Cambridge conference trade brings £8m economic payback
Seventy-five international events hosted in Cambridge in the last 12 months brought 4,620 delegates to the city and resulted in £8 million in terms of economic impact.
Kelly Vickers, director of Meet Cambridge, related the success story at a celebratory event.
Academics from Cambridge University and representatives from Cambridge-based organisations were joined by the Mayor at an event to celebrate the successful promotion of Cambridge as a global centre of excellence and a unique location for international conferences.
Organised by Meet Cambridge and held at Christ’s College, the evening presentation and dinner was a ‘thank you’ to Cambridge Ambassadors who, in bringing events and business to the city, are playing a major role in flying the flag for the science & technology hotspot on a world stage.
As well as providing visiting delegates with the opportunity to enjoy a unique Cambridge experience, the conferences and events brought to the region are important conduits – facilitating discussions and enabling knowledge exchange, whilst also delivering significant economic benefit to the local economy and its events supply chain.
Endorsing the value of Meet Cambridge’s Ambassador Programme which offers free support to help organisations bid for and host conferences and events, Professor Andy Neely, Pro-Vice Chancellor of Enterprise and Business Relations, University of Cambridge said: “It is essential that we communicate the ground-breaking research that is taking place in Cambridge and continue to build international links.
“By helping to host conferences and meetings here, Meet Cambridge’s Ambassador Programme is already playing a key role in achieving this.”
The Mayor of Cambridge, Councillor George Pippas echoed the importance of bringing events to the city to share the unique buildings and open spaces and the economic impact it brings to the wider community.
Dr Julian Allwood, Professor of Engineering and the Environment, Department of Engineering at the University of Cambridge spoke about his recent five-day International Conference of Technology of Plasticity which brought 630 delegates from more than 30 countries to Cambridge.
He said: “This was the first time I had organised a conference on this scale and the help given by Meet Cambridge was invaluable, in terms of introducing me to venues, helping source suppliers and generally providing support in the four years of planning.

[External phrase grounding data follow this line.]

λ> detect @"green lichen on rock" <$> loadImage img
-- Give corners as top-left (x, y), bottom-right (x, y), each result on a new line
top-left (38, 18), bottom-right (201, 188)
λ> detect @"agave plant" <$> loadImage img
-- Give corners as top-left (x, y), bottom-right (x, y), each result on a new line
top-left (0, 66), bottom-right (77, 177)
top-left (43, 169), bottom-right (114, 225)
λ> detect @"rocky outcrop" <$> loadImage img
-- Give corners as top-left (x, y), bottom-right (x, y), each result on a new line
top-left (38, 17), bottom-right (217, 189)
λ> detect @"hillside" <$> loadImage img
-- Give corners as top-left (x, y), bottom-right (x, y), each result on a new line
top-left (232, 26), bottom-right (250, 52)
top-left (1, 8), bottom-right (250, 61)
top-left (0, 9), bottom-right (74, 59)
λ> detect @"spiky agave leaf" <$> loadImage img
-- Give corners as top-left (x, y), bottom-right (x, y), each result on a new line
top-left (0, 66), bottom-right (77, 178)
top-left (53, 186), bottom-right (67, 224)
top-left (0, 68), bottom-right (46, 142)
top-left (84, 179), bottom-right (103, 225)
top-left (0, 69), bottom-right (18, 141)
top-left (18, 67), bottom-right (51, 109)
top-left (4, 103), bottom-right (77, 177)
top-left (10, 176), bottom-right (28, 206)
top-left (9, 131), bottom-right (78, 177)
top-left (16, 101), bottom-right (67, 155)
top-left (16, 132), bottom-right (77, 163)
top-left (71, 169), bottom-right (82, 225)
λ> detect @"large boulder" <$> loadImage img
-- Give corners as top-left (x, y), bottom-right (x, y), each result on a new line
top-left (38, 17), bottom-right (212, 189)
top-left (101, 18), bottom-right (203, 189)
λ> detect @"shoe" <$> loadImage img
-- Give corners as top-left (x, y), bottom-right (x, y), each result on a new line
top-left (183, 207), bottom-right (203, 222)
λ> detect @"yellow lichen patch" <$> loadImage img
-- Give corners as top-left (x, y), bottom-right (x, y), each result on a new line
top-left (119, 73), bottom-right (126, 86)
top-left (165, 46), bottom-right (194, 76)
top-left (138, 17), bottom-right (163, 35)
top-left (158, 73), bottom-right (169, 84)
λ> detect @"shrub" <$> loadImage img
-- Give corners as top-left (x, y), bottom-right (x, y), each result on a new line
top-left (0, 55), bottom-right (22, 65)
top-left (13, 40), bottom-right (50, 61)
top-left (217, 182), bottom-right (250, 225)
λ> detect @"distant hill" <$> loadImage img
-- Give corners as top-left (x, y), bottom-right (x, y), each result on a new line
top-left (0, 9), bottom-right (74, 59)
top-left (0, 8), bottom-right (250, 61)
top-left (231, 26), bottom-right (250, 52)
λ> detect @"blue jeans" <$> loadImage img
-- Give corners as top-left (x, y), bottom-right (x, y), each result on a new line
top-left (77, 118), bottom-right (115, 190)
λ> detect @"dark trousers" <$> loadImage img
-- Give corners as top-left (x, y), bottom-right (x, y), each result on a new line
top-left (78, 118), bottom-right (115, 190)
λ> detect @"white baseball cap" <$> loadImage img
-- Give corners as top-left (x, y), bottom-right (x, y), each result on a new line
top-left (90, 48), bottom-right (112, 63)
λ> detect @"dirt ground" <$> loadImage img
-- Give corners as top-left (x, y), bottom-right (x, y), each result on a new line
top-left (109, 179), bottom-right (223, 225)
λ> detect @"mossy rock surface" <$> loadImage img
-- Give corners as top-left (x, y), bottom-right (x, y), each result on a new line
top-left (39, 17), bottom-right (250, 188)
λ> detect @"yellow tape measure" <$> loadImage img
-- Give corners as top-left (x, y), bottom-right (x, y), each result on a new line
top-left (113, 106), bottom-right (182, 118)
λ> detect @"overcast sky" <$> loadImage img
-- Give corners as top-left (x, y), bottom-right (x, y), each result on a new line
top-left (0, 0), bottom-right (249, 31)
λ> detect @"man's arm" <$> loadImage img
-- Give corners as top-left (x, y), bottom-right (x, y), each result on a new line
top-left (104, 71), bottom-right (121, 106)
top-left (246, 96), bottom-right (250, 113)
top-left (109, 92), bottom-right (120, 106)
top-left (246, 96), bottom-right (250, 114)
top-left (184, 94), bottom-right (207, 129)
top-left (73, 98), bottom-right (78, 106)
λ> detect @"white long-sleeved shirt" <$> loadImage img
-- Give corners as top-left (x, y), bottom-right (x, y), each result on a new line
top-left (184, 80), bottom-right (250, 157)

The result was a great success with many delegates rating it the best conference they had attended.
“Apart from the parallel scientific sessions which featured papers given by more than 400 leading academics, we also had an introductory show given to 1,200 people in the Corn Exchange including 500 local school children and presented by Sir Tony Robinson, welcome and farewell parties, a private concert at King’s College Chapel and a College dining experience for 700, taking place simultaneously in three dining halls, linked by AV.”
Dr Dervila Glynn, Cambridge Neuroscience Coordinator, University of Cambridge also gave a presentation on the three-day public event which took place last June, when 3,000 people of all ages attended the programme of interactive exhibitions, lectures, informal talks and walking tours all showcasing the ground-breaking neuroscience research taking place in Cambridge.
She said: “BRAINFest was an ambitious festival which took one and a half years to plan and involved 170 neuroscientists who helped us stage 30 interactive exhibits in the Corn Exchange in addition to a programme of lectures, informal talks and an art exhibition featuring works by 400 local schoolchildren. Working with Meet Cambridge was a key factor in making all this happen.”
Pictured above (left to right): Emma Thornton, Visit Cambridge; Anita Macdonald and Kelly Vickers, Meet Cambridge; Councillor George Pippas, Mayor of Cambridge; Dr Dervila Glynn, Cambridge Neuroscience Coordinator, University of Cambridge; Professor Andy Neely, Pro-Vice Chancellor for Enterprise and Business Relations, University of Cambridge; and Professor Julian Allwood, Professor of Engineering and the Environment, Department of Engineering, University of Cambridge.